Advanced CARs Require Completely New Driving Methods
First I need to set the stage for this discussion by use of the eight-step diagram show below. This is one of the charts I created to teach the workflow I use in a typical computer assisted review (CAR) project. You have seen it here many times before. For a full description of the eight steps see the Electronic Discovery Best Practices page on predictive coding.
The iterated steps four and five in this work-flow are unique to predictive coding review. They are where active learning takes place. The Grossman-Cormack Glossary defines active learning as:
An Iterative Training regimen in which the Training Set is repeatedly augmented by additional Documents chosen by the Machine Learning Algorithm, and coded by one or more Subject Matter Expert(s).
The Grossman-Cormack Glossary of Technology-Assisted Review, 2013 Fed. Cts. L. Rev. 7 (2013). at pg.
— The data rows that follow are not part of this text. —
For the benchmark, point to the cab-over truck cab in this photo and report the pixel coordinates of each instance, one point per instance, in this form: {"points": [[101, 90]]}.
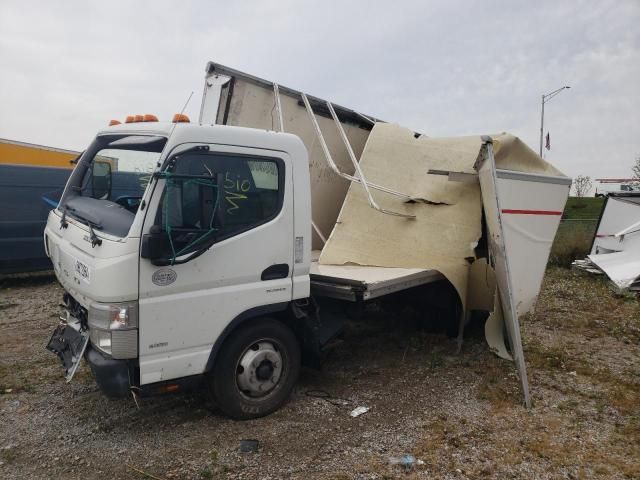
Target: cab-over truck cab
{"points": [[184, 251]]}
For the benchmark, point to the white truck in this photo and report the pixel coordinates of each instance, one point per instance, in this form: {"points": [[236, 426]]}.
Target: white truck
{"points": [[205, 268]]}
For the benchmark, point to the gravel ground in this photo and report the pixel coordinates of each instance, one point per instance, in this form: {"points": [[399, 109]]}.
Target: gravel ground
{"points": [[460, 414]]}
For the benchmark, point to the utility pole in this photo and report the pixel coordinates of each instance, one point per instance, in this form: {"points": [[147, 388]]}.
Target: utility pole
{"points": [[545, 99]]}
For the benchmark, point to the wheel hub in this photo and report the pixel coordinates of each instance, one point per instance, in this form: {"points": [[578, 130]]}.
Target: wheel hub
{"points": [[259, 369]]}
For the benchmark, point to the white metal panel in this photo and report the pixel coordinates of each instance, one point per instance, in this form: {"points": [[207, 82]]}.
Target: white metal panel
{"points": [[623, 268], [619, 213], [253, 105], [112, 267], [531, 211], [497, 239]]}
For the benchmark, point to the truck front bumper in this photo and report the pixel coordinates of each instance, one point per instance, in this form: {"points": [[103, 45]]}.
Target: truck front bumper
{"points": [[112, 376]]}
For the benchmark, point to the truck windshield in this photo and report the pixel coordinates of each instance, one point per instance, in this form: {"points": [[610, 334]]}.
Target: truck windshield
{"points": [[106, 187]]}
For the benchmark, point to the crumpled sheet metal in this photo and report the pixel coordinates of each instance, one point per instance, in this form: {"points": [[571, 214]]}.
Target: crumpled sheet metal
{"points": [[444, 233]]}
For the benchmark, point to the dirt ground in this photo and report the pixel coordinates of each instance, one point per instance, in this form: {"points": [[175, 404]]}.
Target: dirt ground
{"points": [[461, 414]]}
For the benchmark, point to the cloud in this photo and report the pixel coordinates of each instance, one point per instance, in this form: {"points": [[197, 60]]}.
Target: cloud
{"points": [[443, 68]]}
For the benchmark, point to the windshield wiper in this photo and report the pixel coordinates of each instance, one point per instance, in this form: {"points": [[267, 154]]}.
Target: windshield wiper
{"points": [[93, 238], [63, 220]]}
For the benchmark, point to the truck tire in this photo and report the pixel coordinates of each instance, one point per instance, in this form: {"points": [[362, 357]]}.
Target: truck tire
{"points": [[255, 370]]}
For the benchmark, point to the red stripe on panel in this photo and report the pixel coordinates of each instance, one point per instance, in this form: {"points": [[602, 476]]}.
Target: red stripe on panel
{"points": [[531, 212]]}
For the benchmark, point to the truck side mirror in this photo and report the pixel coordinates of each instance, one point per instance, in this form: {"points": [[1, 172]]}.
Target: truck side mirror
{"points": [[155, 245], [101, 180]]}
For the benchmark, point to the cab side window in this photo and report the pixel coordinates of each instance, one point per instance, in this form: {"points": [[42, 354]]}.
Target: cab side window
{"points": [[211, 197]]}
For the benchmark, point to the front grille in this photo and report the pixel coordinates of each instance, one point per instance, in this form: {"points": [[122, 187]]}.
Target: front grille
{"points": [[124, 343]]}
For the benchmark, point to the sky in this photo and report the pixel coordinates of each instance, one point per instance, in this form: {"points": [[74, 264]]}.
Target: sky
{"points": [[443, 68]]}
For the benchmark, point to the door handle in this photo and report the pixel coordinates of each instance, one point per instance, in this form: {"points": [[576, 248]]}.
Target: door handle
{"points": [[280, 270]]}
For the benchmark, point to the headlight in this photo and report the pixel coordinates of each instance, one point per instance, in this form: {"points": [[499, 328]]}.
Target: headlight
{"points": [[113, 328]]}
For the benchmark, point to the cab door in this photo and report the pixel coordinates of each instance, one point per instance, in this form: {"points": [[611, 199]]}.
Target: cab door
{"points": [[223, 216]]}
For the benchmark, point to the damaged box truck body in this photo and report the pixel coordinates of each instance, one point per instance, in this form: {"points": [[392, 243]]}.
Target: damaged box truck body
{"points": [[241, 233], [429, 197]]}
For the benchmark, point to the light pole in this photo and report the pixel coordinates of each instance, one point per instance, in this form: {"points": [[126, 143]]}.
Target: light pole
{"points": [[545, 99]]}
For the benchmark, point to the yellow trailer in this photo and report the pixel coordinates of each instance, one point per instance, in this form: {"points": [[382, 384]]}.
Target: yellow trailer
{"points": [[32, 178]]}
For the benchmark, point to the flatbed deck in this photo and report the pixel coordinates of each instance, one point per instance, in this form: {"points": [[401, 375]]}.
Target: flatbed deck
{"points": [[357, 282]]}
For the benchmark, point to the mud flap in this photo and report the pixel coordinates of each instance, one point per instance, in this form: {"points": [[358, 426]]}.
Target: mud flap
{"points": [[69, 345], [486, 169]]}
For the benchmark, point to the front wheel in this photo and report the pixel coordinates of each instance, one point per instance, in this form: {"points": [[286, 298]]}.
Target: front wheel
{"points": [[256, 370]]}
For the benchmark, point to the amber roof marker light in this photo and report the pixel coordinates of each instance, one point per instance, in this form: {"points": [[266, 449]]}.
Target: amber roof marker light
{"points": [[180, 118]]}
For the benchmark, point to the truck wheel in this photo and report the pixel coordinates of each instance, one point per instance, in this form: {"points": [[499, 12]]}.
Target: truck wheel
{"points": [[255, 370]]}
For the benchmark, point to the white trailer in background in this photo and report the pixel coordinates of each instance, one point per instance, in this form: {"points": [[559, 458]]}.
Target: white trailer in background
{"points": [[214, 272], [616, 245]]}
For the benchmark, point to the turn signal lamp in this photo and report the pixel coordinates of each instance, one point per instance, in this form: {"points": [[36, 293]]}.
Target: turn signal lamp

Beware of any co-called advanced review software that does not include these steps; they are not bona-fide predictive coding search engines. My preferred active learning process is threefold:
1. The computer selects documents for review where the software classifier is uncertain of the correct classification. This helps the classifier algorithms to learn by adding diversity to the documents presented for review. This in turn helps to locate outliers of a type your initial judgmental searches in step two (and five) of the above diagram have missed. This is machine-selected sampling, and, according to a basic text in information retrieval engineering, a process is not a bona fide active learning search without this ability. Manning, Raghavan and Schutze, Introduction to Information Retrieval, (Cambridge, 2008) at pg. 309.
2. Some reasonable percentage of the documents presented for human review in step five are selected at random. This again helps maximize recall and premature focus on the relevant documents initially retrieved.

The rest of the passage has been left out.